若い時、旅行したいという欲求がなかった。今になってあちこち行くようになって、なぜ若い時はそうでなかったのかを考える。娘を見ていてその理由が何となく分かった気がする。ガイドブックを見ながら、そこに載っているレストランを目指したり、例えば日本では販売されていないイギリスだけのニベアが3種類あってそれを見つけてお土産にしたり、ということへの方が興味があるようで、町を歩く時もキョロキョロするんじゃなくてたいていうつむいて歩いている。何か自分なりの発見を求めたり、ハプニングを求めているようにも見えない。私の方は、ああ、こういう旅をしたくはなかったし、今も同じだなと感じながら、それを見ている。娘と自分では年代が違うし、まあ娘であるので、違和感を覚えたり腹をたてつつも一緒に行動しているし、彼女にしたって、自分では関心のないことをブツブツ言っている親にうんざりしているだろうから別にどっちがいけないというのではないが、つまり旅に何を求めるかという自分なりの目的が分からなかったのだと思う。

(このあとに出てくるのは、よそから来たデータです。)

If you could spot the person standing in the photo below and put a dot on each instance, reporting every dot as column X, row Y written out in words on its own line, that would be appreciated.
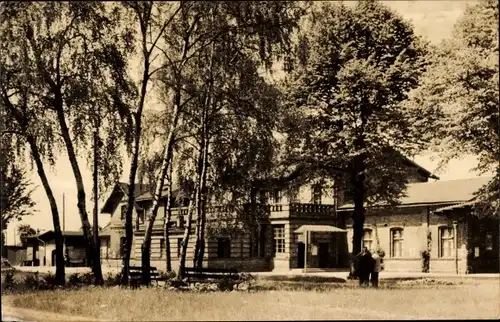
column 365, row 267
column 377, row 267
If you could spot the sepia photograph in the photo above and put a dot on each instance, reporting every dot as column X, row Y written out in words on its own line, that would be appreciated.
column 249, row 160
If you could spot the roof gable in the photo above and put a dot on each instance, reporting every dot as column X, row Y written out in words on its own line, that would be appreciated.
column 440, row 192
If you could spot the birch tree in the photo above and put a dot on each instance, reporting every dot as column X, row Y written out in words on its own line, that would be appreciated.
column 197, row 27
column 73, row 53
column 459, row 93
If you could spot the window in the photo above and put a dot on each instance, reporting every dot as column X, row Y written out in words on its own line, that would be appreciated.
column 258, row 245
column 180, row 220
column 263, row 196
column 123, row 212
column 445, row 241
column 294, row 194
column 262, row 240
column 104, row 247
column 123, row 241
column 279, row 239
column 179, row 247
column 367, row 239
column 397, row 242
column 316, row 194
column 162, row 247
column 277, row 196
column 223, row 248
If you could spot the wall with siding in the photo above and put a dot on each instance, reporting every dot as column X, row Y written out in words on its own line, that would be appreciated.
column 414, row 223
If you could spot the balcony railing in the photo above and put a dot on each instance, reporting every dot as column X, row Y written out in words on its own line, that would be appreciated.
column 312, row 208
column 179, row 214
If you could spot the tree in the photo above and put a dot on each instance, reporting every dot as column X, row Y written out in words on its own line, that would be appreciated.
column 15, row 188
column 190, row 42
column 460, row 94
column 72, row 53
column 348, row 76
column 152, row 18
column 31, row 131
column 24, row 231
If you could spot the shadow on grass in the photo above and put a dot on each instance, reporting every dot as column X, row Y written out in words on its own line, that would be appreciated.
column 324, row 284
column 309, row 279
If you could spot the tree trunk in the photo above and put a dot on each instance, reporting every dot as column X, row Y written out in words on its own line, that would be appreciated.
column 133, row 171
column 201, row 208
column 187, row 231
column 60, row 270
column 168, row 216
column 185, row 239
column 97, row 248
column 81, row 203
column 146, row 244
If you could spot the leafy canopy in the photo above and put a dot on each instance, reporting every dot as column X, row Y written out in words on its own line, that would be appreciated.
column 348, row 76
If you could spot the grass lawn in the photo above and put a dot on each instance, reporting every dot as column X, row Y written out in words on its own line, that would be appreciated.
column 470, row 300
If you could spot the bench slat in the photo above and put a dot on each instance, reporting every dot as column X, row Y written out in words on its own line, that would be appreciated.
column 210, row 270
column 212, row 276
column 139, row 268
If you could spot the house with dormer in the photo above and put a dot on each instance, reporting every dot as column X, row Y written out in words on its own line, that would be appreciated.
column 302, row 229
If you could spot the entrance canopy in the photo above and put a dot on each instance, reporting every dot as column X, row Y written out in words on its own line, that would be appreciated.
column 319, row 228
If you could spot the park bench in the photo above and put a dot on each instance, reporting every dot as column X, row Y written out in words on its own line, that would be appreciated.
column 136, row 274
column 210, row 275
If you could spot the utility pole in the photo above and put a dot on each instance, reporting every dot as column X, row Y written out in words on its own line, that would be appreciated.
column 64, row 216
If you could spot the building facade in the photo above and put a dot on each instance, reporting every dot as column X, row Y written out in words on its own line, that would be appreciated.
column 435, row 216
column 302, row 228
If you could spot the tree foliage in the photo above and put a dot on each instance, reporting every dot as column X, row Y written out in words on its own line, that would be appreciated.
column 24, row 231
column 350, row 73
column 15, row 189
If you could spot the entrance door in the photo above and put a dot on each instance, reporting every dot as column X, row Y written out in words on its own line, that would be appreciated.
column 323, row 255
column 53, row 258
column 301, row 255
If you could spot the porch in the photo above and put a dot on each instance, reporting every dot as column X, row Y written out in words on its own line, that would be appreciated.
column 319, row 248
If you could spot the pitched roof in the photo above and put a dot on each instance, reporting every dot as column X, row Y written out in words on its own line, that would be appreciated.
column 148, row 196
column 451, row 191
column 49, row 234
column 119, row 192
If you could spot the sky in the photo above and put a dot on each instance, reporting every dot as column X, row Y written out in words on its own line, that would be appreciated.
column 431, row 19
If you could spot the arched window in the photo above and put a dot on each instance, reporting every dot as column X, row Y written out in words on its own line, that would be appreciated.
column 367, row 238
column 396, row 242
column 445, row 241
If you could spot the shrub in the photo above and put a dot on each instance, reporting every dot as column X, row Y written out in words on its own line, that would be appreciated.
column 87, row 278
column 167, row 275
column 48, row 282
column 226, row 284
column 113, row 279
column 426, row 258
column 31, row 281
column 74, row 279
column 9, row 281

そもそも目的を決めてから行動するタイプでもないのに、どうしてこんなことを今になって感じるのかも分からない。娘への腹立ちかもしれない。日本に戻ったら忘れるようなことを吐き出しているということになるかもしれない。とはいえ、タイに居た頃は仕事があって子どももいたのにしょっちゅう旅はしていたのだから、それを旅に入れたら、旅していないということにはならないか。気持ちを言葉にするというのは難しい。しかもこんな形では尚更。これから5泊したロンドンのホテルをチェックアウトして空港へ。前回のヨーロッパで娘が味噌汁を持参したのがひじょうに良かったので今回、私も持参。毎朝と、ホテルの部屋で夕食の時はその都度飲んでほっとしていた。多めに持ってきたつもりだが、全部なくなってちょうど良かった。